On any given day, you might catch her idling by the flame, slow-cooking beans from scratch or a West Indian dal — dishes that round out the apartment’s eye-candy with warm scents and love.
“I’ve finally mastered my version of the latter,” Hillocks conveys. “The aroma from the infusion of spices brings with it a feeling of nostalgia, and I’m happy to experience that in my own abode.”
Recently, Hillocks acquired an auspicious find via Cierra Britton Gallery, an NYC-based art gallery dedicated to representing womxn of color artists. In the piece — called Above all else I want to see by Amy Amalia — a Black feminine portrait poses starkly against a bright marigold backdrop.
“Last month, I was scrolling through Instagram and the vibrant colors stopped me in my tracks. Themes within this narrative include transformation through soul alchemy, expressions through the chakras, and deconstruction of the body and mind — all of which are resonating with me at present,” Hillocks reflects. “Amalia is also Guyanese-American, and my grandma is from Guyana. The synergies couldn’t be ignored, so I leaned in and made the jump to invest in this work.”
The artwork sits proudly in the living room across another one of Hillocks’ cherished treasures: the rocking chair.
“It’s where I find myself most mornings drinking tea and enjoying the sunrise.

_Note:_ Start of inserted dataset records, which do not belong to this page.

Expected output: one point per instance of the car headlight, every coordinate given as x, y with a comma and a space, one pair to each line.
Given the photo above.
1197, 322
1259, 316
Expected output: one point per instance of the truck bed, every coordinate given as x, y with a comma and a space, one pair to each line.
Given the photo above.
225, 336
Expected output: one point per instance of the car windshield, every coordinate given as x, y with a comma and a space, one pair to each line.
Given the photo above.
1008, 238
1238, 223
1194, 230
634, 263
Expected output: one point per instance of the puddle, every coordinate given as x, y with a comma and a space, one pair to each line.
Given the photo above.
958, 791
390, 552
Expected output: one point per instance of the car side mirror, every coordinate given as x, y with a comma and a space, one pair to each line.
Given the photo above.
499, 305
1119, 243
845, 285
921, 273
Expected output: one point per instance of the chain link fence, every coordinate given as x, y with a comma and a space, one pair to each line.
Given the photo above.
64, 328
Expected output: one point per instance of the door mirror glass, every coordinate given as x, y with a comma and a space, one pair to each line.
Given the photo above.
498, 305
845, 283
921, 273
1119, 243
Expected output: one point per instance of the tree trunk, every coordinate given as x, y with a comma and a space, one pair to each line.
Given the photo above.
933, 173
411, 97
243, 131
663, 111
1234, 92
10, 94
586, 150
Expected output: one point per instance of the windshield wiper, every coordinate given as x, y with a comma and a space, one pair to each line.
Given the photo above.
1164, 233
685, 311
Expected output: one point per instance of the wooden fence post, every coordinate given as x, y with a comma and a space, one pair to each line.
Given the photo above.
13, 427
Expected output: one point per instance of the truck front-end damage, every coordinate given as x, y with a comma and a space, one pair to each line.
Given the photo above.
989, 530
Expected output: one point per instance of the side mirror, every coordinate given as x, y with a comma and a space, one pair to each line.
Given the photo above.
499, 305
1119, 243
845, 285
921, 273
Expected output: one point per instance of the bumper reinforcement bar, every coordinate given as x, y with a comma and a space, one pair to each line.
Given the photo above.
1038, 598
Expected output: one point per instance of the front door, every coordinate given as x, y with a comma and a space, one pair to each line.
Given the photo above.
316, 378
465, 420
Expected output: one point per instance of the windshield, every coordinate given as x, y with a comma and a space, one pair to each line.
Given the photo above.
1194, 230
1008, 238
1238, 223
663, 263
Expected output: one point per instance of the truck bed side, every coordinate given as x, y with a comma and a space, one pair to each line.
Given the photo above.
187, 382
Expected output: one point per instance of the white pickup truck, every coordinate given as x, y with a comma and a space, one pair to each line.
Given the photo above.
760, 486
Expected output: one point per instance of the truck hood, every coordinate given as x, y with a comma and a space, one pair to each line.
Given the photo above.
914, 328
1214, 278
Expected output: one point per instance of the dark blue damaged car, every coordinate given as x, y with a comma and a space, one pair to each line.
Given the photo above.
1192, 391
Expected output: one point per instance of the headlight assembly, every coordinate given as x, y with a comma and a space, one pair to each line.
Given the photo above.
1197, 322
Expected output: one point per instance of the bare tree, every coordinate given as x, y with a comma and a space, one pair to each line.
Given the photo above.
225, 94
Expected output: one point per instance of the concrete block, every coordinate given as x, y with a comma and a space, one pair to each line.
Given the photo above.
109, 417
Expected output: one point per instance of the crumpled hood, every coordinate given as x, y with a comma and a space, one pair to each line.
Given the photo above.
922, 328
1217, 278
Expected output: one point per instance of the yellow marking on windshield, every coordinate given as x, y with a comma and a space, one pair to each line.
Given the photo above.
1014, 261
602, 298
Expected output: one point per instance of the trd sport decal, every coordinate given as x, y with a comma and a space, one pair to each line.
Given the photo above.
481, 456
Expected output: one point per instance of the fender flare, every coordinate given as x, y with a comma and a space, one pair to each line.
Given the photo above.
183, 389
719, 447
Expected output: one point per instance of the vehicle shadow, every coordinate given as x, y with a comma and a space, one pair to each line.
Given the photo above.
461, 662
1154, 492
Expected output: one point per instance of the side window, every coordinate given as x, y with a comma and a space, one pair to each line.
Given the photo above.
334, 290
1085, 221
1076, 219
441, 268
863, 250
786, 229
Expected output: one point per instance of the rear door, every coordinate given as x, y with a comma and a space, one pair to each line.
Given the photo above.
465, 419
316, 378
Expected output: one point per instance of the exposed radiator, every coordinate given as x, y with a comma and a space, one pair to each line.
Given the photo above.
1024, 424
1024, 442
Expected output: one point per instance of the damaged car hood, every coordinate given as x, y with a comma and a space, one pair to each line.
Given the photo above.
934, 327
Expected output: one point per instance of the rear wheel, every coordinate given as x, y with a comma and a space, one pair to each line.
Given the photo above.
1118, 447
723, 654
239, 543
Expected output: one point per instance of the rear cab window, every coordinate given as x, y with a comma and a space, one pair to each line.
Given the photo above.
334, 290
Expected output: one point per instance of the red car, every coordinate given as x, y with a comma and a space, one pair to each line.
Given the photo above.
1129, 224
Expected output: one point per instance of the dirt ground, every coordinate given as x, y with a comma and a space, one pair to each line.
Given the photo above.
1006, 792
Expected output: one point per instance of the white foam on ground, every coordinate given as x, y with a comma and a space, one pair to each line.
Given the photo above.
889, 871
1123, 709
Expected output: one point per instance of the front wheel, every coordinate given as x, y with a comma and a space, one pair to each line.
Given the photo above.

It’s also a modern nod to a rocking chair we used to have in the house growing up,” she says. “As a child, that sensation brings a sense of comfort, and I’m happy to have one of my own.”
When reminiscing on her childhood, it’s hard for Hillocks’ not to think of her grandfather. Raised by her grandparents, elders always held significance. So, when he passed, it was important to honor him in her home — visually and spiritually.
“Much of his teachings are often at the forefront of my mind, and as I get older, there’s this silent reverence I hold for him. In a small way, having him at my altar is a gesture in honor and gratitude for the sacrifices he made for his family,” Hillocks says.
“I have such fond childhood memories of my paternal great grandfather,” she adds. “It was important to me to acknowledge him and keep the path to communication open.”
At the altar, a two-dollar bill, candle, and flowers ensure their presence is honored and felt in Hillocks’ home — a home they helped pave the way for.
The colorful books behind — stacked to the brim of her non-working fireplace — offer insight into this tenderness: the healing words of bell hooks’ ‘All About Love’ sitting opposite heart-wrenchers like ‘A Thousand Splendid Suns.’
Ultimately, the pandemic granted Hillocks the opportunity to slow down and create the home she’d always wanted.
“I’m a Cancer sun, so home is a big priority for me,” she notes. “I knew if I would be spending more time there, that each vignette would need to give me a sense of joy and pleasure to my senses.”
As for what Hillocks thinks her home says about her? “Take a listen to the song ‘It’s My House’ by Diana Ross,” she says. “The lyrics are an expression of what I hope my home exemplifies.”
Hearing Ross serenade, “There's a welcome mat at the door/ And if you come on in/ You're gonna get much more,” it’s clear Hillocks has achieved just what she hoped for.